Medical need and personal health practices were also associated with acupuncture use. The effect of health status is in the expected direction, although the magnitude of the effect was less than anticipated. Other CAM studies have found more marked differences in CAM use by health status (Barnes et al., 2004
; Upchurch & Chyu, 2005
; Upchurch et al., 2007
). The more modest findings may be due to the lower prevalence of acupuncture use, and more imprecisely estimated coefficients. Former smokers, moderate to heavy drinkers, or women who were overweight, however, were more likely to use acupuncture than their “healthier” counterparts as we anticipated. It appears that these personal health practices are capturing other dimensions of health not picked up by the global measure of health status, but a more comprehensive interpretation requires additional information on beliefs and attitudes towards health and wellness.
The majority of women reported they used acupuncture for treatment of a specific health condition (rather than for “health and wellness”), and most were treated for only one condition. Moreover, women tended to use acupuncture for conditions not well treated by conventional medicine and include pain, musculoskeletal, and autoimmune disorders. The use of CAM for chronic conditions and for conditions difficult to treat with conventional medicine has been found by others (Barnes et al., 2004
; Burke et al., 2006
; Upchurch et al., 2007
). Acupuncture may be a viable option for these women (Berman et al., 2004; Smith, Crowther, & Beilby, 2007; White, 2003
). Although most acupuncture treatment requires multiple visits, many women only had a single treatment; it may be that these women were simply curious or had a negative reaction to this first treatment. Also, most women said that acupuncture was at least somewhat helpful in treating their condition. Close to half of women felt conventional medicine was not helpful for their condition, but close to two-thirds reported using acupuncture with conventional medicine. CAM users often express both pragmatic and ideological/lifestyle reasons for using these therapies (Astin, 1998
; Vincent & Furnham, 1996
), and our findings support a somewhat more pragmatic interpretation for reasons for use.
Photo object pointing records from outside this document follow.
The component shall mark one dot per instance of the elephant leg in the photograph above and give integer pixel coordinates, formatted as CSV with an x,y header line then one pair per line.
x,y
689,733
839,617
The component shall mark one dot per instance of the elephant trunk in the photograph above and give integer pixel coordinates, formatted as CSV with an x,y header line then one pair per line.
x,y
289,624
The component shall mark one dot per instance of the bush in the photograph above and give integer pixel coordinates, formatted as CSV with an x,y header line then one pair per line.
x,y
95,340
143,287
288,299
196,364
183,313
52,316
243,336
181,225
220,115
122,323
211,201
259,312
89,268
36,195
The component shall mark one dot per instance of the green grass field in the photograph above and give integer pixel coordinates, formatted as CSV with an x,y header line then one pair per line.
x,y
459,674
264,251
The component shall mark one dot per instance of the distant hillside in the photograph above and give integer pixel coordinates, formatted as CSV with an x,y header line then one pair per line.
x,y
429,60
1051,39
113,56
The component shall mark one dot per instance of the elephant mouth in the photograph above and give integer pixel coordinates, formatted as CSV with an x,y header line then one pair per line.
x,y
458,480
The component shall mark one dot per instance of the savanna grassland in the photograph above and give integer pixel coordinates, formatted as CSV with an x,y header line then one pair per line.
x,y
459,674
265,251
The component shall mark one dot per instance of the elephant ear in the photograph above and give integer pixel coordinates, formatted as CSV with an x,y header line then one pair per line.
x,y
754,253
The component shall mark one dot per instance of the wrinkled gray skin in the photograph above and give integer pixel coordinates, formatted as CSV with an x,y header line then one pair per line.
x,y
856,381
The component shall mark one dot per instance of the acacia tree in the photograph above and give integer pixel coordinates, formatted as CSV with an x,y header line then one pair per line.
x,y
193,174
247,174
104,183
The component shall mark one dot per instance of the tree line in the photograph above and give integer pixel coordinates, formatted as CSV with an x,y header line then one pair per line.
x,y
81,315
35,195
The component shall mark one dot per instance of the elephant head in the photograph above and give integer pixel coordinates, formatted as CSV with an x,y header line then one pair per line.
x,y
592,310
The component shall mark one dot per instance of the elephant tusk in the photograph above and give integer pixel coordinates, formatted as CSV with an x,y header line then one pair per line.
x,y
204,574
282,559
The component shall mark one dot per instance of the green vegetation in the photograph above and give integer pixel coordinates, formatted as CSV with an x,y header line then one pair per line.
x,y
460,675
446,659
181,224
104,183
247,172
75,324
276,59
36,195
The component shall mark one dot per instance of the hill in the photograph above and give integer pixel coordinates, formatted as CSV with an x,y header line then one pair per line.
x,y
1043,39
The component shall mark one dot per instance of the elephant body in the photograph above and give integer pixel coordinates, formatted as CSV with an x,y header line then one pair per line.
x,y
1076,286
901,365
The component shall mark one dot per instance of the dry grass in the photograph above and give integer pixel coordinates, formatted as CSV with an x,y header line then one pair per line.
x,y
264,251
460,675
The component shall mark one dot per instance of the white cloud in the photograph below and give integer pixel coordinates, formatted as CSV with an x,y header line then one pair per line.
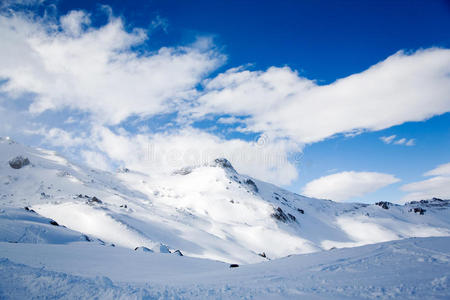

Further investigation into the motivations for use, factors that influence initiating and sustaining use, as well as use of acupuncture and other CAM therapies for health and wellness is warranted.
Although this study provides one of the first comprehensive assessments of women's acupuncture use in the US, there are limitations beyond those already described. Importantly, our analysis was based on cross-sectional data and, as such, we were unable to model the contours and patterns of acupuncture use over time. In particular, there was no information available regarding the training of the acupuncturists (e.g., licensed acupuncturist or MD), the clinical setting, and other aspects of women's acupuncture experience. And while our findings suggest the sociobehavioral model of health care utilization is a productive theoretical approach to investigate acupuncture, we did not have an exhaustive set of variables necessary to fully operationalize each of the major domains in the model. Of particular concern is the lack of any psychosocial measures. Nor were we able to more comprehensively contextualize acupuncture use by including macro-level factors, such as state-level acupuncture resources or other CAM (and conventional medicine) resources that may compete with acupuncturists. Our expressed purpose was to characterize women who use acupuncture and to provide some descriptive information about patterns of use. The overall low prevalence of American women who have used acupuncture precluded any more detail than what is here. Women are higher users of health care services generally, higher users of CAM and acupuncture specifically, and primary agents in family health care utilization decisions. As acupuncture and CAM become more integrated into healthcare services, learning more about usage attitudes and behaviors by women is essential.